Johnny Just Come: My first month in America

It has been a crazy four weeks here in Boston! A roller coaster really. I have had my plate full with integrating at MIT and The Boston Globe. At MIT, I have the opportunity of taking classes as an observer and I am even allowed to cross-register at Harvard Kennedy School (Wow, right?).

I want to tell you more about Boston, but I’ll confess, I have not been on my best tourist behaviour. Outside of these three wonderful but crazy-busy places, I haven’t had the time to visit many places except the malls for some warm clothes (Boston is cccold!). I don’t yet have a feel of Boston, the feel that will help me describe it authoritatively to you. In other words, I remain a ‘Johnny Just Come,’ a term Nigerians affectionately use for newcomers. But I’m working on changing all of that this month, I promise.

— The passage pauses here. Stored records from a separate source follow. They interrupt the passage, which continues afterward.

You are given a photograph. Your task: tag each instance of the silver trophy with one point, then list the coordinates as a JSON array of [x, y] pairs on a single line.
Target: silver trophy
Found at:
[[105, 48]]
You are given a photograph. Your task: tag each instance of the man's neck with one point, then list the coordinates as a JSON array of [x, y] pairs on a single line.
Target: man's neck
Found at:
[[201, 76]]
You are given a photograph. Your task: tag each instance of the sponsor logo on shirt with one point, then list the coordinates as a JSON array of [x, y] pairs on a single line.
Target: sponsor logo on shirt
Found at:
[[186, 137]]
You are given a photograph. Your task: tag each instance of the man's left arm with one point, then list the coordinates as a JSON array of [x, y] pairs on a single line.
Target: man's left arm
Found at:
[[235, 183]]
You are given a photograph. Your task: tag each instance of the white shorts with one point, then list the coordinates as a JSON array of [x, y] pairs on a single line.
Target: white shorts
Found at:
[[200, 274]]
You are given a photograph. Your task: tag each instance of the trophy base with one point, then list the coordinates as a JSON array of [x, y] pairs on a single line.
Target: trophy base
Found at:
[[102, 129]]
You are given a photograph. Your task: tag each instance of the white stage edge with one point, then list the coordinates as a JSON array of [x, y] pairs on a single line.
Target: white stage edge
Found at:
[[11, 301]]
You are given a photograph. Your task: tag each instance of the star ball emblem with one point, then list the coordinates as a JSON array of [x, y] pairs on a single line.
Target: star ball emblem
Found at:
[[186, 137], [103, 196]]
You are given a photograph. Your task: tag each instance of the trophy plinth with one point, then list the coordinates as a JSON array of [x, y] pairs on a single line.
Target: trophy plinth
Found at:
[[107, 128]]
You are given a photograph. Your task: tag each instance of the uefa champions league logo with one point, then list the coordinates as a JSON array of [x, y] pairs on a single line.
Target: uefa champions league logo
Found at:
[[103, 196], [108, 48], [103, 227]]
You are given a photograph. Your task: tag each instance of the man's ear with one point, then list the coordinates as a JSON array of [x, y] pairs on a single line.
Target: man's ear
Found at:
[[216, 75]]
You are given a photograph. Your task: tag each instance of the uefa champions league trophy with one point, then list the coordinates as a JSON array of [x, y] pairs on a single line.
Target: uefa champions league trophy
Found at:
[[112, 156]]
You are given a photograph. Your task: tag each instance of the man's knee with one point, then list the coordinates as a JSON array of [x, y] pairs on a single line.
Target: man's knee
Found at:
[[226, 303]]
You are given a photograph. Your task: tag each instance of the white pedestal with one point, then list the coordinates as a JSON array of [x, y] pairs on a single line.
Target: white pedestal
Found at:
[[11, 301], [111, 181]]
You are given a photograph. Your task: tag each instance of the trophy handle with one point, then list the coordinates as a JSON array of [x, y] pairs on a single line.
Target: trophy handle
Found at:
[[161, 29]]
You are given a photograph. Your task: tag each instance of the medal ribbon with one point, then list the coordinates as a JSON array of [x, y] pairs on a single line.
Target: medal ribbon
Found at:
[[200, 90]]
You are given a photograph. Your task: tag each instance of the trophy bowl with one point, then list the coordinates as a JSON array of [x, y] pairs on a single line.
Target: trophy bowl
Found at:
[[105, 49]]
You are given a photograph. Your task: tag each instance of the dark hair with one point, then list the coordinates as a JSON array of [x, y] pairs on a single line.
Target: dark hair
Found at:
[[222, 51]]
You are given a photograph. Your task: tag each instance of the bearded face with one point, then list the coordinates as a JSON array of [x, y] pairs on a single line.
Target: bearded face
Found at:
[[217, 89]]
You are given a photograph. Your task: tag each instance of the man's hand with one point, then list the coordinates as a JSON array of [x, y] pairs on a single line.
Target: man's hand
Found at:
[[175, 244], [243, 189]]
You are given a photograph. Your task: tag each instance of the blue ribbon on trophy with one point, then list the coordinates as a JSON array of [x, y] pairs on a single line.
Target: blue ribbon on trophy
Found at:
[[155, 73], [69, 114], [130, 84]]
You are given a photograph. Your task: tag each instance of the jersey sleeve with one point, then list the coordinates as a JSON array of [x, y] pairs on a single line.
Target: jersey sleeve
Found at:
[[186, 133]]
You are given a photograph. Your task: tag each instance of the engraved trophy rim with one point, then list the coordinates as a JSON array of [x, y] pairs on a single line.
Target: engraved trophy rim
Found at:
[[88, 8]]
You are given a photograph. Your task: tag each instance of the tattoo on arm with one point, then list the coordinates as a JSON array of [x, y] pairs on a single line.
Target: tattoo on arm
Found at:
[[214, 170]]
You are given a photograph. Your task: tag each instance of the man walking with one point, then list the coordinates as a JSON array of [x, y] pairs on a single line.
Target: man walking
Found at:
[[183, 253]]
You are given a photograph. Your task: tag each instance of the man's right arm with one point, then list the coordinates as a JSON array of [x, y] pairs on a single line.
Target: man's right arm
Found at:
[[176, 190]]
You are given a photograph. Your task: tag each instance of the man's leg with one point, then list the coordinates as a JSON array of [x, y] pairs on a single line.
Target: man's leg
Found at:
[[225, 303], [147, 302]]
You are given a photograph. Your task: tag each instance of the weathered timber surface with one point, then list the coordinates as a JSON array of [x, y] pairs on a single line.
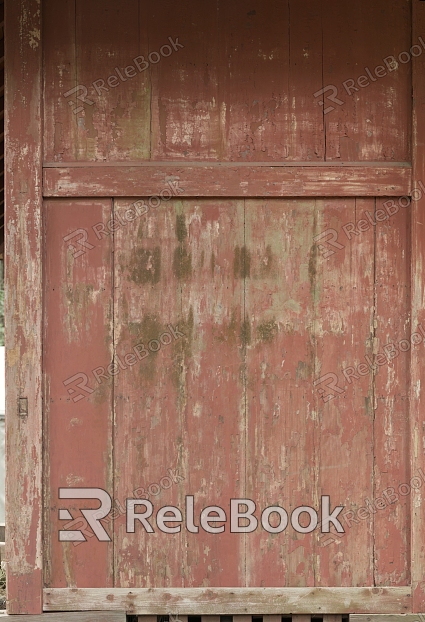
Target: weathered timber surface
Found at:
[[376, 617], [242, 87], [232, 601], [228, 181], [23, 307], [70, 616], [417, 369], [78, 434]]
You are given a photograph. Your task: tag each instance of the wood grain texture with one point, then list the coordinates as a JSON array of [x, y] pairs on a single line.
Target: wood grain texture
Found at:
[[228, 181], [60, 119], [341, 290], [280, 438], [417, 372], [233, 601], [242, 87], [70, 616], [176, 267], [77, 339], [392, 525], [376, 617], [23, 306], [374, 120]]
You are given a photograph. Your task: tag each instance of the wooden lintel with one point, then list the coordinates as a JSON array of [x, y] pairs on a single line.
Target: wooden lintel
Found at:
[[72, 616], [232, 601], [226, 181], [408, 617]]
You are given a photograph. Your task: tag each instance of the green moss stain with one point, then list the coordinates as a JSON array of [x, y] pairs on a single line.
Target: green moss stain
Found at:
[[182, 263], [267, 331], [145, 265], [143, 332], [181, 229], [245, 333], [241, 263], [182, 259], [303, 371], [267, 262], [182, 353]]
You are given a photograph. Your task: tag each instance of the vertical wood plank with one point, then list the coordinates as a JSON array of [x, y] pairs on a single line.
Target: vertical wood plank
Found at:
[[281, 467], [23, 306], [373, 122], [344, 285], [188, 117], [77, 338], [149, 431], [211, 379], [417, 370], [117, 125], [391, 422], [177, 266]]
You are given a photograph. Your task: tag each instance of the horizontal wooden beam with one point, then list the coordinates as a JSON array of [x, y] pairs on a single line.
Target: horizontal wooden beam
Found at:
[[70, 616], [202, 163], [232, 601], [228, 180], [408, 617]]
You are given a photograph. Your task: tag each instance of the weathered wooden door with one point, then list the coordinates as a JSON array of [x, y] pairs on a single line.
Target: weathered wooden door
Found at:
[[231, 224]]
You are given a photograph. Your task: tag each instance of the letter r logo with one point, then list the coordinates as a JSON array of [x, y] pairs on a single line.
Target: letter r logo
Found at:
[[82, 241], [92, 516], [333, 98], [81, 384]]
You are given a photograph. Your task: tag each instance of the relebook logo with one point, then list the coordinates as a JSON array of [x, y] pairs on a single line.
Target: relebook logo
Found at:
[[212, 519]]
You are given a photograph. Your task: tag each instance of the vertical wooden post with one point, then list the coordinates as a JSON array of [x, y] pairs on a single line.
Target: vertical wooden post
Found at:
[[417, 411], [23, 308]]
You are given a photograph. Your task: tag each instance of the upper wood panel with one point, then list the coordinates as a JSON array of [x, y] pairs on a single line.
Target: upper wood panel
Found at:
[[243, 87]]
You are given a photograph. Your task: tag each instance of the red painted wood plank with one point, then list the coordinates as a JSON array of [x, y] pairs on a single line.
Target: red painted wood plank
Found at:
[[23, 307], [188, 112], [344, 289], [78, 421], [373, 120], [228, 181], [60, 138], [392, 525], [417, 373], [109, 36], [180, 408], [281, 466]]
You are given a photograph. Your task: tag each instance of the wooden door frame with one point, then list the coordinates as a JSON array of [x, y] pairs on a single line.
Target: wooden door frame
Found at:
[[23, 305], [23, 311]]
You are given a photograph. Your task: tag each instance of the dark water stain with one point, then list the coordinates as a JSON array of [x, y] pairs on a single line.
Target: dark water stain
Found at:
[[148, 329], [303, 371], [267, 331], [182, 353], [267, 262], [241, 263], [245, 333], [145, 265], [182, 263], [181, 229], [212, 264]]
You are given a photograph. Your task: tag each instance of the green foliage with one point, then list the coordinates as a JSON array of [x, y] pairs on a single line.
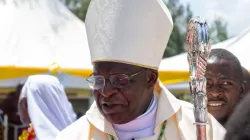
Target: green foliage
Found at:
[[218, 31], [78, 7]]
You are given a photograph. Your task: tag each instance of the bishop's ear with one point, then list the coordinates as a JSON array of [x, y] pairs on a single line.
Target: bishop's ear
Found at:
[[243, 89], [152, 76]]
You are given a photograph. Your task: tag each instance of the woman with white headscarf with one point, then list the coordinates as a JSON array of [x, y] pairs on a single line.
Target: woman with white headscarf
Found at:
[[44, 104]]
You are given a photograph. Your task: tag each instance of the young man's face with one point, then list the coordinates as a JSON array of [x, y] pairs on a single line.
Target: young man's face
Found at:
[[224, 88]]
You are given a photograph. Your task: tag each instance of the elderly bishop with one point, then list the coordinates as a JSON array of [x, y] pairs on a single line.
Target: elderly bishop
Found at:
[[127, 39]]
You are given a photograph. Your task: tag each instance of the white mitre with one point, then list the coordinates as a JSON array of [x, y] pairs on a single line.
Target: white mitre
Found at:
[[128, 31]]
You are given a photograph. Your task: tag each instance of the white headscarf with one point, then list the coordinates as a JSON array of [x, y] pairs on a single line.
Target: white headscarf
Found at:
[[48, 106]]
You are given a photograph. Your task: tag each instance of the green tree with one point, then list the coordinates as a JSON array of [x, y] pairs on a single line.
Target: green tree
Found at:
[[78, 7], [218, 30]]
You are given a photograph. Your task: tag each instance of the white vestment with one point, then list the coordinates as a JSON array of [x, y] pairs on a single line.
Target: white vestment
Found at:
[[179, 116]]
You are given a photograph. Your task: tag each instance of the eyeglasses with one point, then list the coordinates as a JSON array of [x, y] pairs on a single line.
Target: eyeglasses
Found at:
[[97, 82]]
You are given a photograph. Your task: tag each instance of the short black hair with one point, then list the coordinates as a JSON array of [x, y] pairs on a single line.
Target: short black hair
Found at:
[[222, 54], [238, 125]]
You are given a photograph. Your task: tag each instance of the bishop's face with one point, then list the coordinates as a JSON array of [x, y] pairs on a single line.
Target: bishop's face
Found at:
[[224, 88], [122, 92]]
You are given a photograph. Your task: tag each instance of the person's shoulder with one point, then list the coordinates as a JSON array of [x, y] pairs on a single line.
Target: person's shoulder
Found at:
[[75, 131], [217, 130]]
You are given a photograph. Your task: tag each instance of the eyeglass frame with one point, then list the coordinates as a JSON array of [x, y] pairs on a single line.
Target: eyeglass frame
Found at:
[[129, 78]]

I can tell you about Washington though. I was there for a week to meet with the lovely people at the IWMF and had a few days to myself. I took advantage of the free time and visited the cool TV girls, Malika Bilal and Femi Oke, hosts of The Stream on Al Jazeera network. I shadowed Malika for a day and got to see the show’s behind the scenes. It was thrilling to sit at the pre-meetings, makeup sessions and rehearsals. I watched the show from the control room and got dazzled by all the lights and buttons. And then I got to sit with the team for more meetings. I have always admired The Stream, and the team there didn’t let me down. Everyone was welcoming. From the social producers to the researchers, they eagerly explained their work to me.

At Al Jazeera with Malika Bilal

There’s more. I branched at the offices of National Geographic (the museum and the publication), which have left me stunned to this day. Impressive interactive technology, history and science merge perfectly to give a wonderful experience here. If you are ever in Washington, I highly recommend a visit. There I met with the delightful Lori Cuthbert, a senior editor who I spoke to about future writing opportunities. (It has always been a dream to be published in Nat Geo.)

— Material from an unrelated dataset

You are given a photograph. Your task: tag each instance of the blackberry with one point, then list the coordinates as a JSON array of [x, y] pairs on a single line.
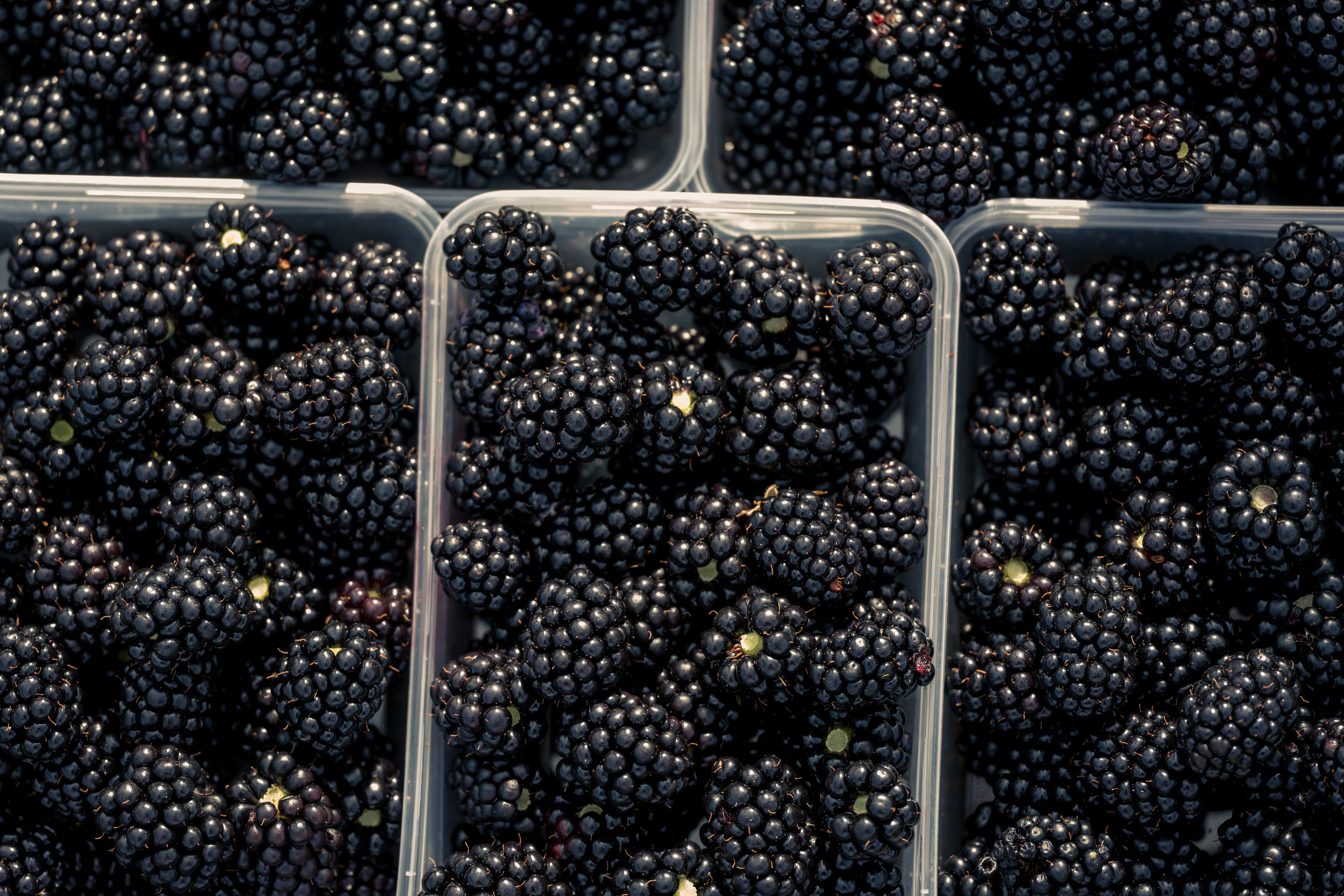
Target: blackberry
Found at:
[[886, 501], [1304, 276], [1238, 712], [1264, 510], [37, 326], [482, 566], [1228, 42], [166, 820], [576, 645], [288, 829], [769, 308], [659, 261], [338, 665], [491, 346], [393, 54], [931, 158], [302, 140], [592, 395], [374, 291], [259, 56], [1005, 573], [499, 797], [629, 77], [1151, 153], [484, 706], [1054, 853], [1155, 546], [553, 136], [182, 608], [881, 301], [47, 130], [455, 143], [167, 707], [71, 785], [339, 391], [1138, 442], [488, 480], [793, 417], [1175, 652], [40, 695], [76, 565], [1012, 287], [104, 47], [1088, 628], [210, 515], [53, 253], [1136, 772], [1263, 852], [757, 827]]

National Geographic offices in Washington D.C

And then I went on to have a really fun time with the warm team at Voice of America’s Africa Division. The experience transported me back home for a few hours because I once again heard a cacophony of Nigerian languages, and it was pure music to my ears. I enjoyed observing editorial meetings with the senior editors and another one with the Hausa team. Unexpectedly, I was interviewed by TV journalist Salem Solomon who’s from Eritrea. I had a good time on set talking about the Eritrea-Ethiopia tension and the future of democracy on the continent (I will share the link to the interview in coming posts).

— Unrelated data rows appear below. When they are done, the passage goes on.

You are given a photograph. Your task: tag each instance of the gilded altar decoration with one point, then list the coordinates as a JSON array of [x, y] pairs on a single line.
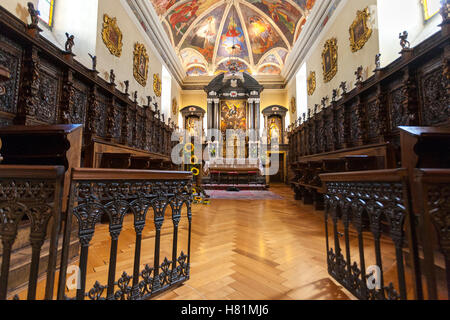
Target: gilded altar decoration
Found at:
[[157, 85], [174, 106], [275, 130], [233, 114], [360, 32], [112, 36], [293, 105], [140, 64], [329, 60], [311, 83]]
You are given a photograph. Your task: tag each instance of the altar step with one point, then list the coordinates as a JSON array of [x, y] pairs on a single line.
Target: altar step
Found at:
[[258, 187]]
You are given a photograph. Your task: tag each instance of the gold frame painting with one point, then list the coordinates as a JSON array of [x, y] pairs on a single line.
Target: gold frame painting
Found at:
[[140, 64], [157, 85], [293, 105], [112, 36], [329, 60], [360, 31], [311, 83], [174, 106]]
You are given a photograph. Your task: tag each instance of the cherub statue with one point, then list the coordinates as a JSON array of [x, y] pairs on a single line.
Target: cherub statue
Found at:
[[404, 40], [70, 42], [34, 15], [343, 87], [94, 61], [378, 61], [112, 76], [358, 74], [335, 94]]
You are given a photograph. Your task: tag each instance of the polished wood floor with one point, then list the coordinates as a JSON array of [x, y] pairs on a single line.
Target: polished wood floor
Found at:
[[246, 250]]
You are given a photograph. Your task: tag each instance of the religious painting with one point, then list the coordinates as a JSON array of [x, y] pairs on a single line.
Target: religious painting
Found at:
[[112, 36], [282, 13], [196, 71], [140, 64], [192, 125], [233, 115], [232, 40], [162, 6], [174, 106], [157, 84], [305, 5], [329, 60], [203, 37], [360, 32], [275, 129], [430, 8], [224, 67], [270, 69], [181, 17], [293, 105], [311, 83]]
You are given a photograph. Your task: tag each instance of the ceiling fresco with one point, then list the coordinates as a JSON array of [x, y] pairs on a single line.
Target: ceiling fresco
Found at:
[[259, 33]]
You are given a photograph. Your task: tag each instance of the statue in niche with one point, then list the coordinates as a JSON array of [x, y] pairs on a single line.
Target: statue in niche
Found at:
[[70, 42], [34, 15], [94, 61], [274, 131]]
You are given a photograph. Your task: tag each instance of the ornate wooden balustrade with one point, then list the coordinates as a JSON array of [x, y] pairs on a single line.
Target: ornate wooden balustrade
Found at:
[[378, 206], [46, 86], [370, 202], [33, 192], [434, 185], [116, 193], [412, 91], [146, 196]]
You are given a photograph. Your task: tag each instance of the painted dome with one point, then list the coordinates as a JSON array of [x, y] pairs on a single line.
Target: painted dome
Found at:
[[259, 33]]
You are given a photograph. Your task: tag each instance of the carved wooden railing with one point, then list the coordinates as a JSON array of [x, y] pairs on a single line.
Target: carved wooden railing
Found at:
[[413, 90], [33, 192], [97, 195], [114, 194], [369, 201], [374, 210], [434, 185], [47, 86]]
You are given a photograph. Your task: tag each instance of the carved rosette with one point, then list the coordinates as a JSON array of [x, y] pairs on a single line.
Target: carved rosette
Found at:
[[30, 84]]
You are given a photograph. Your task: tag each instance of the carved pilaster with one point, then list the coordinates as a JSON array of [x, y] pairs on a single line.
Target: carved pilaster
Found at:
[[67, 98], [28, 94]]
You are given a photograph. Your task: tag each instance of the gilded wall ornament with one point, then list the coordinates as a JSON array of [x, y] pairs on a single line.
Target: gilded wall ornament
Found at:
[[311, 83], [112, 36], [157, 84], [140, 64], [293, 105], [360, 32], [174, 106], [329, 60]]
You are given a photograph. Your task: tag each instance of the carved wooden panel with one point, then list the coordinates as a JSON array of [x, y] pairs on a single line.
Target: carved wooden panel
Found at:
[[48, 97], [435, 98], [11, 58], [398, 112]]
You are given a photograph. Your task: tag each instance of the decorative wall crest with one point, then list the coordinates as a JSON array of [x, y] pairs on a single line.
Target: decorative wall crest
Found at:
[[112, 36], [174, 106], [311, 83], [157, 84], [360, 32], [293, 105], [140, 64], [329, 60]]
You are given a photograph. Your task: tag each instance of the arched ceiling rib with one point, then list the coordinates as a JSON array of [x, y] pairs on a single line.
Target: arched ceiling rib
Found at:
[[203, 31]]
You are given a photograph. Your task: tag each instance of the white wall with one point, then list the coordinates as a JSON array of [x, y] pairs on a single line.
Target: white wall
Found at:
[[394, 17]]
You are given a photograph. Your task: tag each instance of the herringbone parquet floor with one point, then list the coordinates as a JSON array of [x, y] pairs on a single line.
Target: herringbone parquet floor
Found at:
[[245, 250]]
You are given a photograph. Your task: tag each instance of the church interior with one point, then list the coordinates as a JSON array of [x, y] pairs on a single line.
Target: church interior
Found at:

With Grace Alheri, a veteran broadcaster at Voice of America, Hausa Language service

Finally, I was a proper tourist in Washington. I walked past the White House and had a little tete-a-tete with Philipos Melaku-Bello, an activist who’s camped outside the House for 37 years. Then I visited the Lincoln Memorial where I was moved to tears by the legacy and story of this one man, so big, who, even though he refused to acknowledge it, has a big role to play in the emancipation of enslaved African Americans who were forcefully carted to the Americas, exactly 400 years ago this year. I saw a beautiful statue of Martin Luther King at the MLK Memorial and wondered at the determination, the sheer doggedness of this leader. I sat on the steps of the Lincoln Memorial, directly opposite the Reflecting Pool and asked myself “How did America go from Lincoln, from MLK to where it is now? And what are the consequences for all democratic nations in the world?” There have been many consequences certainly for Central American and African migrants who are finding it so hard to seek asylum here.

Lincoln Memorial

Martin Luther King granite statue at MLK Memorial

Speaking of Africa, I wrapped up my stay in Washington with a trip to the Museum of African American History. There is one word for this place: Mind-blowing. The sobering but illuminating history of slavery, segregation and the struggle for civil rights gave me a clear understanding of contemporary racial issues in America. The country has come a long way from those dark days, but there is certainly more work to be done.

The emancipation proclamation was issued by President Lincoln

As I said, I will tell you all about Boston and what I am up to here in the next post. Expect to read about proceedings at detention centres and how trophy-hunting in Africa (majorly by Americans) does next to nothing for the economy. For now, if you’ll excuse me, I will go check out the gym at MIT. I hear it may be free.